Mr. Speaker, Mr. Vice President, Governors, mayors, Members of the Congress:
This meeting was called at the suggestion of the New Coalition, which is composed of Governors, mayors, and other locally elected officials because of their concern as to the status of general revenue sharing. I have been concerned, as I think all of you know, because the date is getting very close at hand when the present legislation expires on December 31, 1976.
In the meantime, Governors, mayors, and other locally elected officials have a serious problem of determining what they can include or what they can't include in their budgets that must be submitted to their constituents. I have talked to Members of Congress on both sides of the aisle, talked to the leadership of both the House and the Senate. Time is running short. And so I am delighted to have this opportunity of bringing the Governors and mayors and others together with the Members of the House, the leadership, Democratic as well as Republican, to determine how quickly we can act and what kind of legislation we can expect.
If legislation is not enacted, the Governors as well as the mayors and others will be faced with making decisions--either they have to increase local taxes or they have to cut back services. It seems to me, the better solution is to get an extension of our general revenue sharing legislation which was first enacted in 1972 and, under the proposal I made, would extend for another 5 3/4 years.
Time is running short. I hope that out of this meeting we can come to some agreement as to what can be done and how quickly it can be done.
I am familiar with the fact that the House Committee on Government Operations has concluded its deliberations and has gotten a rule to proceed next week, I understand. But it's anticipated, or I would hope it's anticipated, it would be on the floor very quickly.
In conclusion, I would simply emphasize the need for action and the kind of action which would extend the present law to the maximum degree, both as to dollars and as to time. I thank you all for being here.
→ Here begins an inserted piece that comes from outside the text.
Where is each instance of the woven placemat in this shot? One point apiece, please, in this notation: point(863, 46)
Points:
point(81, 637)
Mr. Speaker, would you like to make a statement?
SPEAKER CARL ALBERT. We have put it down subject to a rule for Wednesday next.
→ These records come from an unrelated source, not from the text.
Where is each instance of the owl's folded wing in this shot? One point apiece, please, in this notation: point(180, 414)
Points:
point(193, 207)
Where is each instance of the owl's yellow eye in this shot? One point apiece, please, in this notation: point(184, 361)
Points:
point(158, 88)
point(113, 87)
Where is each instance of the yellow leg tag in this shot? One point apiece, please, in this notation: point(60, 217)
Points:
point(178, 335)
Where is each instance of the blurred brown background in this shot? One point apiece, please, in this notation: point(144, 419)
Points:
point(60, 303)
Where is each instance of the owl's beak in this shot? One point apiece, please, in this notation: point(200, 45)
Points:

THE PRESIDENT. That would be good.
Bob, would you like to make a statement?
GOVERNOR ROBERT D. RAY OF IOWA. Mr. President, I want to, first of all, thank you for honoring our request. The New Coalition is comprised of the groups that you mentioned--the Conference of Mayors, the National Conference of State Legislators, the National Association of County Officers, the National League of Cities, and the National Governors' Conference. And the people who have been working in this area in these respective organizations asked if it would be possible to meet with you and the leadership of the House, because it is of great concern to their membership and the people from these various organizations.
We are greatly concerned about the time--and, Mr. Speaker, that's good news for us. And we are also concerned about the period of time that revenue sharing will be continued, because 1 year, for instance, would just create havoc and chaos for us who tried to administer State government and local government.
So, these are the two main points that we would like to make. And we, of course, are very appreciative of your leadership in this area. But likewise, we had a good meeting with the leadership, the Democratic leadership on the Hill, back in February, and we are most appreciative of that, also.
But that's the purpose of our desire to meet with you, and we certainly want to say thank you for giving us the time and discussing with us. And if there is any way we can impress upon people the importance of revenue sharing for us who are in our States and in our cities and in our counties, we certainly would like to do that. And these people represent those organizations. I am sure that if we've got a few minutes they would like to have an opportunity to be heard.
THE PRESIDENT. I think it might be helpful to call on the Vice President. In 1972 he was in the forefront of getting the basic legislation enacted, and of course, he is really the only representative of the Senate here today. Mr. Vice President, would you wish to make any comment?
VICE PRESIDENT ROCKEFELLER. Well, first I can assure you if it's a tie vote, I will vote favorably.
Secondly, you made most of the points, Mr. President. There are two, I think, that are important. One is that the Federal Government is the large collector of income tax revenues, and they are the fast-growing revenues. Many States don't have income taxes, and they have real estate taxes and sales taxes which don't grow as rapidly, so that the Federal Government has a revenue that's growing more rapidly, and this is one reason.
The other reason is a philosophical one; namely, the concept of a Federal system of Federal, State, and local governments. With the categorical grants now, 1,007 local government--that's State and local governments--are losing the kind of flexibility which they have had traditionally to be responsive to their own constituents. They are bound by legislative regulations, administrative regulations on these hundreds and hundreds of programs, so that that flexibility is lost.
Revenue sharing gets around that and does give flexibility, which I think is part of our tradition as a form of government. So, I think it's tremendously important to have this. I think the experiment has been extremely useful, and I am delighted with what everyone here is doing to reenact this legislation.
Note: The President spoke at 2:55 p.m. in the State Dining Room at the White House.